From Manual Entry to ML Magic: Building a React Native Gasoline Price Reader

January 15, 2024 (1y ago)

The daily grind of manual data entry is a familiar pain point in many industries. Imagine field operators, day in and day out, meticulously keying in gasoline prices from station displays – a task ripe for human error and consuming valuable time. This was the challenge that sparked an idea: could I leverage the power of React Native and on-device Machine Learning to build an app that could see and understand these prices automatically? This is the story of GasPriceReader, a journey from a manual chore to an intelligent, automated solution.

The Spark: Identifying a Real-World Pain Point

The core problem was clear:

My goal was to create an app that would empower field operators to simply:

  1. Snap a photo of a gas station's price display.
  2. Let Machine Learning accurately extract the relevant price numbers.
  3. Handle diverse real-world conditions like varying lighting, display types, and angles.
  4. Provide instant feedback to the user, confirming the captured price.
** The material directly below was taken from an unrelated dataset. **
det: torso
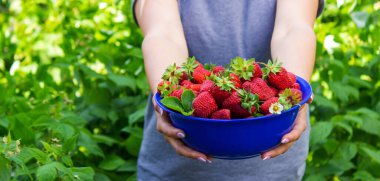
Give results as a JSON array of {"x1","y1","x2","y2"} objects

Crafting the Digital Toolkit: Our Technology Stack

To bring GasPriceReader to life, I selected a combination of powerful and flexible technologies:

// A conceptual overview of our tech stack
const gasPriceReaderTech = {
  ui: "React Native (JavaScript/TypeScript)",
  cameraInterface: "react-native-vision-camera",
  mlInferenceEngine: "TensorFlow Lite (via ML Kit)",
  opticalCharacterRecognition: "ML Kit Text Recognition On-Device API",
  appState: "Zustand",
  nativeIntegration: "React Native Native Modules (for ML processing bridge)",
};

The Development Odyssey: Navigating Key Hurdles

Building an ML-powered app, especially one interacting with the real world, comes with its unique set of challenges.

1. Mastering Camera Integration for Quality Input

Garbage in, garbage out – this adage is especially true for ML. The quality of the input image is paramount. I opted for react-native-vision-camera due to its performance and modern features.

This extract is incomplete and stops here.